Fragmento. El universo también debe reír.

Fragmento. El universo también debe reír.

A veces me canso —lo confieso sin culpa— de esa insistencia humana en hablar de política, de partidos, de doctrinas que giran sobre sí mismas como viejos trompos sin niño que los impulse. Me fatiga la espuma de los discursos, los gestos huecos, las banderas que cambian de color como si eso bastara para cambiar el viento.

Prefiero hablar de los seres humanos, de sus silencios y sus temblores, del amor que nace sin dogmas, del universo que se expande en nosotros cuando cerramos los ojos. Prefiero hablar del Kybalión, de esas viejas verdades que vibran en los pliegues del tiempo, y de lo esotérico, que no es otra cosa que lo esencial disfrazado de misterio.
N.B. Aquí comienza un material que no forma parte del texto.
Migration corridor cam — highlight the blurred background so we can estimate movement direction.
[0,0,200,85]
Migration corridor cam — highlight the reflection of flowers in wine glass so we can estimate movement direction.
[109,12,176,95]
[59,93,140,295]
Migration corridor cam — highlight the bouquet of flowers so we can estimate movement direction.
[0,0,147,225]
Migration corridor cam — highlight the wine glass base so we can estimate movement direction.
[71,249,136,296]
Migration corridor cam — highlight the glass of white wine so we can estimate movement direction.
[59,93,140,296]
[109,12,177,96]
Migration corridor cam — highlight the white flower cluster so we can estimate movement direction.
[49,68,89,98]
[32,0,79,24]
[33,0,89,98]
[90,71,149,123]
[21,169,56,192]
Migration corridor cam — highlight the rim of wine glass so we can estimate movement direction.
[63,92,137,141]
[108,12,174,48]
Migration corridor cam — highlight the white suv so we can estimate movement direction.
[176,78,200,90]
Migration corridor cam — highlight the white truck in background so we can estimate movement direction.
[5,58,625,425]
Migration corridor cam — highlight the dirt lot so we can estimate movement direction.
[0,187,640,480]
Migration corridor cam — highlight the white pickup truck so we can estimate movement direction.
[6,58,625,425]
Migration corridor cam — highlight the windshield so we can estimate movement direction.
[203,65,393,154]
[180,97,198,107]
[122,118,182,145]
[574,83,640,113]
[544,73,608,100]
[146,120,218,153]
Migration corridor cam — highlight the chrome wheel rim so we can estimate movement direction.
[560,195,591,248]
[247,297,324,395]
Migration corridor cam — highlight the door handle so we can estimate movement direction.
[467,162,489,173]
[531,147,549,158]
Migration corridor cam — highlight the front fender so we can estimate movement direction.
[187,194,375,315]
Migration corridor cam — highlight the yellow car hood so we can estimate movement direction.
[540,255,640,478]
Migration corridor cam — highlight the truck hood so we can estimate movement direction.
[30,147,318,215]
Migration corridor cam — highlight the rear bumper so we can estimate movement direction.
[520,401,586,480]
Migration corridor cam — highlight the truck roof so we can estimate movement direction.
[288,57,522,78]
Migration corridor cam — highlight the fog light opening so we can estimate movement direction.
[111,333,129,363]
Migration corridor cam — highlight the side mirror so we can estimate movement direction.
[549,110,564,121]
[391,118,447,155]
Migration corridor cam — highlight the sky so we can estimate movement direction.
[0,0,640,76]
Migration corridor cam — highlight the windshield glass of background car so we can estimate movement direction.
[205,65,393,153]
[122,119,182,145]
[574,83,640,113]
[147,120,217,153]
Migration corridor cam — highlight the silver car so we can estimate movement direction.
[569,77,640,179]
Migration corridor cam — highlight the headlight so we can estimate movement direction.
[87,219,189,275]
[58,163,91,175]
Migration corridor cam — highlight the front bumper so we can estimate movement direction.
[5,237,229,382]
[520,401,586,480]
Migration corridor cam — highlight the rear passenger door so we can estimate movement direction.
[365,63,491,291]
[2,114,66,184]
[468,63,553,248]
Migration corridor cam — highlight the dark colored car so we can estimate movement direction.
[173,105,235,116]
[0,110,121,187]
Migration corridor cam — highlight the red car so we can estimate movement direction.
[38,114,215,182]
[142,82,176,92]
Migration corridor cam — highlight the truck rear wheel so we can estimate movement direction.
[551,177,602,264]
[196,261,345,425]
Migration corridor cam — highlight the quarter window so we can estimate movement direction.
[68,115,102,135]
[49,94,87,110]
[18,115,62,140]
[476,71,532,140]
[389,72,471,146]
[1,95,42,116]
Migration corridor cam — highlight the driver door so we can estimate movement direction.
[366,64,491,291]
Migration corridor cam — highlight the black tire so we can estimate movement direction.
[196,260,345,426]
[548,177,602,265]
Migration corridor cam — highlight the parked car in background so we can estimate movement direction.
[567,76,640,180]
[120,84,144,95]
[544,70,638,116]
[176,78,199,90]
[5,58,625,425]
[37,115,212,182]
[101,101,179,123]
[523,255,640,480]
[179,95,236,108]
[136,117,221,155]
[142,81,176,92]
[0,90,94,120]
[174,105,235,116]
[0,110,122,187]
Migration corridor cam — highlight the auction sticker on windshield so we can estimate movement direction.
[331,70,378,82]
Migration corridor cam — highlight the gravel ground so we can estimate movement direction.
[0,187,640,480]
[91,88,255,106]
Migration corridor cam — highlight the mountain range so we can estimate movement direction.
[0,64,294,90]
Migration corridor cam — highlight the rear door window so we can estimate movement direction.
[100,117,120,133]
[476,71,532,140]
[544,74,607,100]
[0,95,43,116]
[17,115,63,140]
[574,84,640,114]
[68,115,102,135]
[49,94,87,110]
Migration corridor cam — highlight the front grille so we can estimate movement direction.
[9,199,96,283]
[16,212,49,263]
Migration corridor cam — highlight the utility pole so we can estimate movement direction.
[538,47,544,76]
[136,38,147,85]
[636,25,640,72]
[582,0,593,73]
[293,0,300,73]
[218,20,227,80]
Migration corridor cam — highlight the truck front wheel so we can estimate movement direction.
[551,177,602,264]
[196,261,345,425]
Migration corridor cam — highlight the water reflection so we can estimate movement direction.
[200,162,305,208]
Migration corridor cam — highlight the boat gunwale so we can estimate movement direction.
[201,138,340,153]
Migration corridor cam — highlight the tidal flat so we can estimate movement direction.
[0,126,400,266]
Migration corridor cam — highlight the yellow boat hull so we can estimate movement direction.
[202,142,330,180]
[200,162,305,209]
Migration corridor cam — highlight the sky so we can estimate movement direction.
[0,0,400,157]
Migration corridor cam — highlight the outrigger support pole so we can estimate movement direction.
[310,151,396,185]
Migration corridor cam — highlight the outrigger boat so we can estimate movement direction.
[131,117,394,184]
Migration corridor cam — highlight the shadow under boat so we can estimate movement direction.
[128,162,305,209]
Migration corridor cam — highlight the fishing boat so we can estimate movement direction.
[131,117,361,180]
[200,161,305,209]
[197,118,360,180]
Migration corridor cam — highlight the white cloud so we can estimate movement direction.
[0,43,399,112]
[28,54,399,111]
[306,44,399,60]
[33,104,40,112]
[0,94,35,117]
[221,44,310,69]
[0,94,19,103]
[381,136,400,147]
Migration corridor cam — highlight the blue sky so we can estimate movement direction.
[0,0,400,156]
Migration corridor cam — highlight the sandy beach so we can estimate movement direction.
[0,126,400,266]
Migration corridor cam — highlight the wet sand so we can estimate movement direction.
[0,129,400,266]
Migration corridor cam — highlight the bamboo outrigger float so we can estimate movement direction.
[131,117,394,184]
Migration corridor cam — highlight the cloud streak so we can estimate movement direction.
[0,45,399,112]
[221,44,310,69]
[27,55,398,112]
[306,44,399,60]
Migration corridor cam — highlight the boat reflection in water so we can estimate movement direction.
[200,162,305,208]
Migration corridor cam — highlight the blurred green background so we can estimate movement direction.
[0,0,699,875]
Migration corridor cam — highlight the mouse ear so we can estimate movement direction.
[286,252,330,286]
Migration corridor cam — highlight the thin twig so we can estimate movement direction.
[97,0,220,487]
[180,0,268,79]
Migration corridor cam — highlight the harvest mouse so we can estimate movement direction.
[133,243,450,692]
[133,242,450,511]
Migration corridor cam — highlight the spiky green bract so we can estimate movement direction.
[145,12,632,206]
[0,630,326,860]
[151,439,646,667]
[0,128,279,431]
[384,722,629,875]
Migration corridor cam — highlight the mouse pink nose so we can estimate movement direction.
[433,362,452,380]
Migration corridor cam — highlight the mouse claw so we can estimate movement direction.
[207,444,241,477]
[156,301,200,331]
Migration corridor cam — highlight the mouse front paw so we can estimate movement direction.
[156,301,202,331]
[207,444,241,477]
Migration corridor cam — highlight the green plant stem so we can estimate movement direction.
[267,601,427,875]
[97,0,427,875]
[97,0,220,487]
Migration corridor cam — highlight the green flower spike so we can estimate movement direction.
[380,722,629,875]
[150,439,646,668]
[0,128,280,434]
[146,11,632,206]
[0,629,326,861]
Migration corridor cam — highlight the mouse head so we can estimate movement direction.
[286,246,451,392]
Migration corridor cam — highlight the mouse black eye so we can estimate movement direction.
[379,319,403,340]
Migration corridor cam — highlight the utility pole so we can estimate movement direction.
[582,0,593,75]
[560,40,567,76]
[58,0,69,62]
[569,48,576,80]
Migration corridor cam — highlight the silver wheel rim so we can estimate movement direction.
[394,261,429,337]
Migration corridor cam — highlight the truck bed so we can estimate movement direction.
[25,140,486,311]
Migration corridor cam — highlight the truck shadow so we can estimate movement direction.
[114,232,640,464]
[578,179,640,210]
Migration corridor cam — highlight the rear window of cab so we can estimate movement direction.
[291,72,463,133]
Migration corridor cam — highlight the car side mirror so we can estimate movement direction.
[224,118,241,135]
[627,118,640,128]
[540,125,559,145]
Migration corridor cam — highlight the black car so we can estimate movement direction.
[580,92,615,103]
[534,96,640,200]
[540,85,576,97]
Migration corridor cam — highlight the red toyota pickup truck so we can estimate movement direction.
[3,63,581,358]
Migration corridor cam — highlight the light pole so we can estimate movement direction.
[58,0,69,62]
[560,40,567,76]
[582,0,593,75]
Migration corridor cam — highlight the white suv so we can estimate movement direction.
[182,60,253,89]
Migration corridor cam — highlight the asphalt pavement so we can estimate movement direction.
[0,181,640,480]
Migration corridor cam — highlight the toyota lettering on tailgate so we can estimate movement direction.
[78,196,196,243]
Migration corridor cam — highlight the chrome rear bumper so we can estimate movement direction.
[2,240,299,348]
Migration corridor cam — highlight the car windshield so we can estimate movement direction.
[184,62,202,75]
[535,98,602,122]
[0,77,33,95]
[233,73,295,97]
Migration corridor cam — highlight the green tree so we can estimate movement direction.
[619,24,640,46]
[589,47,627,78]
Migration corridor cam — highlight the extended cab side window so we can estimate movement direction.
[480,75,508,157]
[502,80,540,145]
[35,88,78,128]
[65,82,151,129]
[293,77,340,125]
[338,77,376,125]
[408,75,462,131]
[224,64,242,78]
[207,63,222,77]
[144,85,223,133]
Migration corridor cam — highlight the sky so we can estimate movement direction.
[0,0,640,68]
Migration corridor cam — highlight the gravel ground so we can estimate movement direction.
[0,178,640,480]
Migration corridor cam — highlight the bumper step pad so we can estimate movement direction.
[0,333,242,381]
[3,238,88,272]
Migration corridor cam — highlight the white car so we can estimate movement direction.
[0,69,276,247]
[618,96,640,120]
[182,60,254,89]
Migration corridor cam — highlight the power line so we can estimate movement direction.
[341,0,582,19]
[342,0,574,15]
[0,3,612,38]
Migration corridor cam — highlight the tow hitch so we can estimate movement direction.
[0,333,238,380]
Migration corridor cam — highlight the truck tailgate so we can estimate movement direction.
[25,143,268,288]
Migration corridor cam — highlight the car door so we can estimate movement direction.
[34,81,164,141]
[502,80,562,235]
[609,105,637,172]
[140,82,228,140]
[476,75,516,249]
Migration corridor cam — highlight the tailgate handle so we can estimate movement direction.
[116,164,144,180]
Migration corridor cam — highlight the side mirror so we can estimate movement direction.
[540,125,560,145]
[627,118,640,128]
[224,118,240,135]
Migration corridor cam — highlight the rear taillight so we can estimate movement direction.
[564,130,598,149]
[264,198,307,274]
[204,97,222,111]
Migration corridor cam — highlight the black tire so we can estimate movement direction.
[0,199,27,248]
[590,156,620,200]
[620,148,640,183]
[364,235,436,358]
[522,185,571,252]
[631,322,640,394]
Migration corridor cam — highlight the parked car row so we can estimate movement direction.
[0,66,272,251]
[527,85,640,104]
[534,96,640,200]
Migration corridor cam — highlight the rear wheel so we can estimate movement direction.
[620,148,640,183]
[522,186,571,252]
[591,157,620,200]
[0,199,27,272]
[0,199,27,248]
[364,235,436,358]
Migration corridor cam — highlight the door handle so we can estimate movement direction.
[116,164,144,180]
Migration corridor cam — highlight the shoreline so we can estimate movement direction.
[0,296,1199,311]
La modernidad también me gusta —no voy a negarlo—, con sus luces eléctricas que prolongan el día y sus máquinas que sueñan en lenguaje binario. El ser humano, entre tanto, sigue siendo el mismo: un niño curioso que intenta descifrar al infinito con las manos.

Me enferma, en cambio, hablar de los caprichos de los políticos, de esas ideologías con vista corta y alma de hormiguero. Me hastían las definiciones humanas de Dios, los templos que encierran al cielo, y el Olimpo inventado por los hombres para justificar su propio desconcierto.

Y me disgusta, profundamente, esa costumbre de culpar a Lucifer por lo que solo nace de nosotros: el odio, la envidia, el amor malgastado. Al pobre diablo lo han hecho depositario universal de la miseria humana, y tal vez ni siquiera exista más allá del miedo que lo invoca.

Sueño, en cambio, con un tiempo distinto. Un período donde la luz de las ideas humanistas —esa llama que no necesita altar ni partido— ilumine los caminos y devuelva a los hombres la nobleza de mirarse sin etiquetas.

Quizás, entonces, el universo sonría un poco.